Xylella, Barbuto incalza la Regione: «Il rischio era stato denunciato»
La consigliera regionale del Movimento 5 Stelle interviene dopo il primo caso accertato in Calabria e chiede alla Giunta di attivare misure immediate per fermare il batterio
Dopo il primo focolaio di Xylella fastidiosa accertato in Calabria, arriva la presa di posizione della consigliera regionale del Movimento 5 Stelle, Elisabetta Barbuto. Per l’esponente pentastellata, la scoperta del batterio nel Reggino conferma la necessità di intervenire con rapidità, applicando le misure di prevenzione e controllo già richieste attraverso una mozione presentata in Consiglio regionale.
«La presenza della Xylella sul nostro territorio era una possibilità che non poteva essere esclusa», sostiene Barbuto, ricordando l’iniziativa portata avanti nei mesi scorsi per sollecitare la Regione Calabria a predisporre strumenti di prevenzione e tutela del patrimonio agricolo.

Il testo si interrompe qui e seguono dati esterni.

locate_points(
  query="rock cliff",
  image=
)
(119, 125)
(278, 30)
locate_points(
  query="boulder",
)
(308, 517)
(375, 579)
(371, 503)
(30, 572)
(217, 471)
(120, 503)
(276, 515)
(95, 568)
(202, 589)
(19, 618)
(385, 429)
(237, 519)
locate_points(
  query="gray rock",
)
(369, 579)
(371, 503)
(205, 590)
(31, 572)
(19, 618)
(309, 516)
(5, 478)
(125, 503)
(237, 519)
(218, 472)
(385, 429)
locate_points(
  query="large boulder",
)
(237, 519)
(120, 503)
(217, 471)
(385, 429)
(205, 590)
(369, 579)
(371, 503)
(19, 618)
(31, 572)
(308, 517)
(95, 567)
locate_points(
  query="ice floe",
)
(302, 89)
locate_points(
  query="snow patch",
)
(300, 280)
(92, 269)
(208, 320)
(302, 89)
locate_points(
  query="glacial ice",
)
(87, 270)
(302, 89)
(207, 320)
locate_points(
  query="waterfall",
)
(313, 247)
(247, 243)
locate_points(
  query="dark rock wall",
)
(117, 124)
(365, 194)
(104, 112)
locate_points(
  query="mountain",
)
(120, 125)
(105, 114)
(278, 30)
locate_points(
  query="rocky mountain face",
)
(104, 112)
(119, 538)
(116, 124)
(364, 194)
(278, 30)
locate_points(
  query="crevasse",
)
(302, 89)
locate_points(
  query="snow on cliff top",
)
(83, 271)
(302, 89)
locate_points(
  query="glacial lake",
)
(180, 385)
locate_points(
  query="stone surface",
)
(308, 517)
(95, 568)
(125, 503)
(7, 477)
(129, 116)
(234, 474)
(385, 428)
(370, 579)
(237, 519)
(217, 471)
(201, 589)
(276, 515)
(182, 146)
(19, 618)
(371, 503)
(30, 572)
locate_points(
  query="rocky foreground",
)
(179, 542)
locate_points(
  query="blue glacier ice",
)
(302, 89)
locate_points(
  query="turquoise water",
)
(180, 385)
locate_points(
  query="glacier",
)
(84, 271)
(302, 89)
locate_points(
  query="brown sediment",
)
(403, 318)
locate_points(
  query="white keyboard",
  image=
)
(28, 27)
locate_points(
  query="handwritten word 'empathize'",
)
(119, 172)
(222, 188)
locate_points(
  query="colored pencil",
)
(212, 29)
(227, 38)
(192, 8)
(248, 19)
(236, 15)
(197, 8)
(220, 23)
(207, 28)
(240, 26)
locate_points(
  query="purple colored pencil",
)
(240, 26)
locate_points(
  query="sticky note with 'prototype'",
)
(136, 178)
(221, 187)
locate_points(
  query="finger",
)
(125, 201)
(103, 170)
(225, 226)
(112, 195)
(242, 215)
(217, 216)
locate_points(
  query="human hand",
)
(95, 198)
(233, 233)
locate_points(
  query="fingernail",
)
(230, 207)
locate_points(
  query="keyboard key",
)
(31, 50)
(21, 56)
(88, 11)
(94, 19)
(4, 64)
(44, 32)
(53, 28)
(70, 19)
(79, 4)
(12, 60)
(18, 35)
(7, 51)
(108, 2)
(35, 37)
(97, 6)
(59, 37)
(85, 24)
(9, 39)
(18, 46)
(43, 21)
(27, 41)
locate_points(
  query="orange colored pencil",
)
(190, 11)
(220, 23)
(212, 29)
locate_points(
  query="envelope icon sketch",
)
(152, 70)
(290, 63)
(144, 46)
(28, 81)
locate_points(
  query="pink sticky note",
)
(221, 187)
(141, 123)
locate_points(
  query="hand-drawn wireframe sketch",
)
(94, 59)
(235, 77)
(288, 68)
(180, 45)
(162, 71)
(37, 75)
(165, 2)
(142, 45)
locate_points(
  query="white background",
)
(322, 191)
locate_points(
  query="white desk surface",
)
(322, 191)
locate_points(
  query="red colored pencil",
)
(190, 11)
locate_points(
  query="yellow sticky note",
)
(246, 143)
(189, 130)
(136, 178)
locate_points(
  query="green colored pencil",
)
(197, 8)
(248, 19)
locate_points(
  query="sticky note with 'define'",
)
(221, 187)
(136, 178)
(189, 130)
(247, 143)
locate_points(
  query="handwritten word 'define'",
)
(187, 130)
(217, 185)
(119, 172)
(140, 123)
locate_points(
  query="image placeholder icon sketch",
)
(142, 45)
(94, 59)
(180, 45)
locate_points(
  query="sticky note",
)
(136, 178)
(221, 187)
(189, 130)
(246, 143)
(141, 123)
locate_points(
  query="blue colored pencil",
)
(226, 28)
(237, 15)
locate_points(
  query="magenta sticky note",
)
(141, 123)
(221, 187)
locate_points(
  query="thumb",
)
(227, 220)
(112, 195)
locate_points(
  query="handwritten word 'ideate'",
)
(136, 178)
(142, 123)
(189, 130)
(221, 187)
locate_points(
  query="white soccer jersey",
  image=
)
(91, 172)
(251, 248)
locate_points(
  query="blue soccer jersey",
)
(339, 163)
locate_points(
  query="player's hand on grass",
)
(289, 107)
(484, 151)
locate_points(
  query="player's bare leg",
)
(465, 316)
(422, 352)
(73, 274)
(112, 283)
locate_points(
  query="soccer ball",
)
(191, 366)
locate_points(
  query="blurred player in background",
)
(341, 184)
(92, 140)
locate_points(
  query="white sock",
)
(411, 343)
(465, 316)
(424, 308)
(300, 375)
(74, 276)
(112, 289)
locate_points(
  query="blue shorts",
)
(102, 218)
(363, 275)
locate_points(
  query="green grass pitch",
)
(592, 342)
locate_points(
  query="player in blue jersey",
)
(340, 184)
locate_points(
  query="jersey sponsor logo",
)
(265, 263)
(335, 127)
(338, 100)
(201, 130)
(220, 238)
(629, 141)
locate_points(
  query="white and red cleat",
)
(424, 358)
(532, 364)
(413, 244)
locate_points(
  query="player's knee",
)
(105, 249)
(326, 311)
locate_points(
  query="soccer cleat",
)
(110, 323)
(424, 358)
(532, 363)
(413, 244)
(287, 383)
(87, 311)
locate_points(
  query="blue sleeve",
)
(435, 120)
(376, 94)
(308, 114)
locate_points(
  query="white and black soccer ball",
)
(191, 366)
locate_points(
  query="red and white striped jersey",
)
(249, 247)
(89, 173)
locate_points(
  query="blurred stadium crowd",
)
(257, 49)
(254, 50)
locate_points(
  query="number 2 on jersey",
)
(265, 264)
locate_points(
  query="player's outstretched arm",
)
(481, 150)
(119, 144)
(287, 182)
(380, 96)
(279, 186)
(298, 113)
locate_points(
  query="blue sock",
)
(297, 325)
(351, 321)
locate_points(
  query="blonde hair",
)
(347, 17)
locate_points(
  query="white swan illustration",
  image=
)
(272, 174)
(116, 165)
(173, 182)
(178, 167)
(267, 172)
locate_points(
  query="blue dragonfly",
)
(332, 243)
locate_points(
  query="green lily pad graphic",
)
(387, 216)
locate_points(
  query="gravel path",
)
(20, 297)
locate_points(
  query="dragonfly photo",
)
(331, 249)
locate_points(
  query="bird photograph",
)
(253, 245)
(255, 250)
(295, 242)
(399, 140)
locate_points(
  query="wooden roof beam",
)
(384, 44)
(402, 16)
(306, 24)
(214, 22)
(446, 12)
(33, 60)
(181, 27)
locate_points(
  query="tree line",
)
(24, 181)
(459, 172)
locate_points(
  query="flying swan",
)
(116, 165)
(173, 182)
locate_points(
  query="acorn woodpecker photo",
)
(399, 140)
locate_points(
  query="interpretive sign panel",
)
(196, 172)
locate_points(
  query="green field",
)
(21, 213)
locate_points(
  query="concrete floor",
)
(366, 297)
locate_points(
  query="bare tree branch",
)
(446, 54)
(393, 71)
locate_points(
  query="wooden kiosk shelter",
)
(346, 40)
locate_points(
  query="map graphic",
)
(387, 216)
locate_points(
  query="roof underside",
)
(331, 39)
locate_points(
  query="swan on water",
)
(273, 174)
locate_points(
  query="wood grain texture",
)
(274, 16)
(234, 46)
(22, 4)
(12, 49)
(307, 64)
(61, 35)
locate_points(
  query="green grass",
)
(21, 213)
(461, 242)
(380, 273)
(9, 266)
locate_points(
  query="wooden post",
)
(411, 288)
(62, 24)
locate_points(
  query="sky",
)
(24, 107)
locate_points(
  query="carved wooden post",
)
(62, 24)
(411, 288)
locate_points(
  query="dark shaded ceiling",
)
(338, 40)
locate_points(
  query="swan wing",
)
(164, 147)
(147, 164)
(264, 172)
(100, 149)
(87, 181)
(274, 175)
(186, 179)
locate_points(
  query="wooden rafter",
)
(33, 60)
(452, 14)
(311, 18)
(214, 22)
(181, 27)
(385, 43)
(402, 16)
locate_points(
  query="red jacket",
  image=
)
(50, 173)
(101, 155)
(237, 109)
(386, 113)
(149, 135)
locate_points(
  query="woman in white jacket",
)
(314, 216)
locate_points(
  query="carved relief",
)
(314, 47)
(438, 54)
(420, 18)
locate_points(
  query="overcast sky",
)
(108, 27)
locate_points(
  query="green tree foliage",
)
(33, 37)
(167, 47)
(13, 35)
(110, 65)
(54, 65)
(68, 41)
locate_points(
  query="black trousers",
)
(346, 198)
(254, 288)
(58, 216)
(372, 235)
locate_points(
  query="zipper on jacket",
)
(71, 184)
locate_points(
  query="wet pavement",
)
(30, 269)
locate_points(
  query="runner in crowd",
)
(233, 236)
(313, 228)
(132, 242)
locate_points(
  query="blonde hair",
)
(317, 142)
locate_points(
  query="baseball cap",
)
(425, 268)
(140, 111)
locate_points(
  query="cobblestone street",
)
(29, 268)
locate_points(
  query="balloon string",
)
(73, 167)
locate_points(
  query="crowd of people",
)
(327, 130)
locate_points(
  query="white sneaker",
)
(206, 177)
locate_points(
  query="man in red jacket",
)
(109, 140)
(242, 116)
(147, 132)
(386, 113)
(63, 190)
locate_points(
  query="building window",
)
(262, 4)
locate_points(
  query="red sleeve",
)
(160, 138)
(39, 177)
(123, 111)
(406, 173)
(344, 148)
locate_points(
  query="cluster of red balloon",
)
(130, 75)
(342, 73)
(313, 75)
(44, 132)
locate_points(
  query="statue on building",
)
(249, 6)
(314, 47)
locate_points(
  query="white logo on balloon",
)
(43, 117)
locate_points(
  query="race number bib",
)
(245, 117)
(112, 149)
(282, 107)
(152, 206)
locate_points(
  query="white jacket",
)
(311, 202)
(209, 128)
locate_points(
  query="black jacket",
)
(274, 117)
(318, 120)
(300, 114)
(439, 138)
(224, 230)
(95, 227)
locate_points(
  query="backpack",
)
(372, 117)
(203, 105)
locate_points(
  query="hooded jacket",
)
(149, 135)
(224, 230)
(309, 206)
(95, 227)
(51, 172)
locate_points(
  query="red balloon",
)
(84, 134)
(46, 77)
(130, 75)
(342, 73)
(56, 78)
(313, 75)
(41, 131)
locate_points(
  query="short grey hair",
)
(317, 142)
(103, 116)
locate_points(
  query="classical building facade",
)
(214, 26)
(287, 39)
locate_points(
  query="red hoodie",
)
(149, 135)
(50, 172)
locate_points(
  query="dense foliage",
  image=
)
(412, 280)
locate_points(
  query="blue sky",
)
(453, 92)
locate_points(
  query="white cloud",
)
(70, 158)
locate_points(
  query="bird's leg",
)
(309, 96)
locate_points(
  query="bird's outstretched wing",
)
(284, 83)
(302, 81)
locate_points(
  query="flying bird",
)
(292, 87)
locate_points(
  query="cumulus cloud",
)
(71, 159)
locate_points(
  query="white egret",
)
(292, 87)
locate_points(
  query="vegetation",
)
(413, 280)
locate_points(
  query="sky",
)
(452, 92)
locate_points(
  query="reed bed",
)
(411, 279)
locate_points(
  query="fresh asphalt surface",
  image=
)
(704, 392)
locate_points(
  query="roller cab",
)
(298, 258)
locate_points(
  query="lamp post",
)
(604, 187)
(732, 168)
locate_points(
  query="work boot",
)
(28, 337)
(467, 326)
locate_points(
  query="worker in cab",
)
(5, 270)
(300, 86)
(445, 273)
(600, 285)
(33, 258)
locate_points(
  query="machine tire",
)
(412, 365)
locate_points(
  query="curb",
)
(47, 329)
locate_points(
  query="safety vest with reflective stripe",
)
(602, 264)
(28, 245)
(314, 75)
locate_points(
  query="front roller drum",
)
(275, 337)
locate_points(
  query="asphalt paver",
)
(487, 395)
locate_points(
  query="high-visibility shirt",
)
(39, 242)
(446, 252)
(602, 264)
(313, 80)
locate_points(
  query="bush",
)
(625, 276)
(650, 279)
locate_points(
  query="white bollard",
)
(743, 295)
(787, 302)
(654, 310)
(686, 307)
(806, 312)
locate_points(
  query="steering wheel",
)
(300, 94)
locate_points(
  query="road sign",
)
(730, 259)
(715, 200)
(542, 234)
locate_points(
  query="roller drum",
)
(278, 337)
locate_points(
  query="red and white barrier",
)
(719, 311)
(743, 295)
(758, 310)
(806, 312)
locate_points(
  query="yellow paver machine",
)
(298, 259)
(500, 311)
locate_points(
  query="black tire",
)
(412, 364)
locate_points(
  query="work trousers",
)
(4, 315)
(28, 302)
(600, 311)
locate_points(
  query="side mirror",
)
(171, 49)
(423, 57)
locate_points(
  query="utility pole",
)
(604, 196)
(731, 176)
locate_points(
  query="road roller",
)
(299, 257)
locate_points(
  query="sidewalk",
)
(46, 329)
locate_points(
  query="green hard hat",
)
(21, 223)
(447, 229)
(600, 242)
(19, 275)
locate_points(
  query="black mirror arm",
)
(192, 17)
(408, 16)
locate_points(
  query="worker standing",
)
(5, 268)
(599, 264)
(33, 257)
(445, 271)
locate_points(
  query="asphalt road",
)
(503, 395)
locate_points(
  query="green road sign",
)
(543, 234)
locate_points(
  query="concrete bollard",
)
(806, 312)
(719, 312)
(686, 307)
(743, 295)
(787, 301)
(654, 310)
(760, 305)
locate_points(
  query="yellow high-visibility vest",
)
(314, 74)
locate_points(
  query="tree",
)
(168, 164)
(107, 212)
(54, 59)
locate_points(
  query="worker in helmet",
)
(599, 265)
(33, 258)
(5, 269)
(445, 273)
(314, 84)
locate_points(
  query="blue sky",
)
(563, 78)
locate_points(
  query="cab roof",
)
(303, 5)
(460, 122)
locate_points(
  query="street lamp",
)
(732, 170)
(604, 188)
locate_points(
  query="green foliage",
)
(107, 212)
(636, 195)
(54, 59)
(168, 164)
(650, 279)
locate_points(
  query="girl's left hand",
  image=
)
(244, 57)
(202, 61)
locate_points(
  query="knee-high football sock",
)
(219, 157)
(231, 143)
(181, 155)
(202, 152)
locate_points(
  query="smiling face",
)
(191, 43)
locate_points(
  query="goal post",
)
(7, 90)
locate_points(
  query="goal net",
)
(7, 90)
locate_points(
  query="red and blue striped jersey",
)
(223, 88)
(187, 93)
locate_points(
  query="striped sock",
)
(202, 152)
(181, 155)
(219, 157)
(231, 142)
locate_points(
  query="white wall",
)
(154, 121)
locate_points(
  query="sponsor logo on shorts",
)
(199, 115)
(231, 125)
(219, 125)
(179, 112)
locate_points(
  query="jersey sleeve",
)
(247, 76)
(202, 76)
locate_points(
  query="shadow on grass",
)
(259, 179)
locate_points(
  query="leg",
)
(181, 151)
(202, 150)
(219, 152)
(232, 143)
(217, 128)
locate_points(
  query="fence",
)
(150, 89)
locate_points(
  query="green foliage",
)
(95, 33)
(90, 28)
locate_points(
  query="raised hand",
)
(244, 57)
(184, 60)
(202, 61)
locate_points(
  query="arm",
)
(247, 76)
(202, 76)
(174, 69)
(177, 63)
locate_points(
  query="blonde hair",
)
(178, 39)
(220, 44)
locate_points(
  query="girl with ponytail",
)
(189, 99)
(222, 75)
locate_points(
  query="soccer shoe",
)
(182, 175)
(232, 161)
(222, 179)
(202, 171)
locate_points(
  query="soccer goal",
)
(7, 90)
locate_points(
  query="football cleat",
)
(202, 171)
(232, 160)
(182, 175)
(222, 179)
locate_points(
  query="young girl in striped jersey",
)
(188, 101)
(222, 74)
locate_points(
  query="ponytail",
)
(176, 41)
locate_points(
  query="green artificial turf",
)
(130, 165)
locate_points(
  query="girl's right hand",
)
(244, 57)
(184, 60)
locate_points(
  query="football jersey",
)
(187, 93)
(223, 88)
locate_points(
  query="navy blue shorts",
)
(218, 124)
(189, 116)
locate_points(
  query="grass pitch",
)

Ora, però, dopo l’individuazione del focolaio, la consigliera chiede che si passi dalle discussioni ai fatti. Al centro della sua richiesta ci sono il potenziamento dei controlli, il monitoraggio delle aree agricole e il rafforzamento delle strutture regionali chiamate a fronteggiare l’emergenza.
La Xylella fastidiosa è un batterio che può rappresentare una seria minaccia per le coltivazioni e, in particolare, per il comparto olivicolo. Per questo, secondo Barbuto, non bisogna perdere tempo.
La consigliera del M5S sollecita dunque la Giunta regionale a mettere in campo tutte le azioni previste per limitare la diffusione del batterio e proteggere un settore che riveste un ruolo centrale nell’economia calabrese.
L’attenzione resta ora alta sul focolaio individuato nel territorio di Taurianova e sulle misure di contenimento avviate dalle autorità competenti. Per Barbuto, la priorità è impedire che il primo caso accertato possa trasformarsi in un problema più ampio per l’intera regione.